Redemption - Leon Uris [40]
She found herself slumped in old Darby’s armchair feeling stripped. “Jack,” she whispered, “I’m always so damned alone.”
“I know that, darlin’.”
“Why can’t I create joy? Why can’t It feel it? Do you think I like it this way? Jack, good God, what’s the matter with me?”
He knelt and took her hands, “You’ve the curse of being a great person, Atty Moore. You’ve been walking dead on into a storm since I’ve known ye and you’ve got no choice. There are very few who can walk alongside you and keep up. You just keep pressing forward and the storm drenches you and your hair is strung down like a wild banshee and the cloth of your dress is bolted against your body, but you keep shouting in rage, violent with anger when you are forced to take a half step back. You can’t help yourself. You’re Atty. That’s what Atty is.”

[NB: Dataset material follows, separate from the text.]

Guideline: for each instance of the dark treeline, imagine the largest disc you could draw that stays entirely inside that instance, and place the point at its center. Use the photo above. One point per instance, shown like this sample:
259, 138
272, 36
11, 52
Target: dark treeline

She slipped from the chair and let him hold her and rock her back and forth, and Atty wept. Atty weeping? Oh, what a hurtful sight.
Jack found the guitar and strummed above her.
She was torn by the cruel stones of Connemara,
And she wept for the dear peasant’s plight,
So to hell with you Brits,
In your bright shiny castles,
I’ll end the hard sorrows,
Of Ireland’s long night.
He pulled her to her feet and saw tears, so strange on that magnificent face.
“I have a fear, Jack. I fear I might go to my grave without ever knowing the joy you speak of. And now having heard it so clearly from you, I fear it more because there is nothing I can do about myself.”
“No, you’ll find it,” he lied.
“Jack, did you know you get a little tic on your right cheek when you lie? I’ve known that since I was ten. I deplore my loneliness almost as much as I deplore the men I’ve invited in.”
“There’s one out there for everybody.”
“Not for me. I have no ability to give myself and I cannot be taken.”
She made herself erect and cut off further weeping and blather.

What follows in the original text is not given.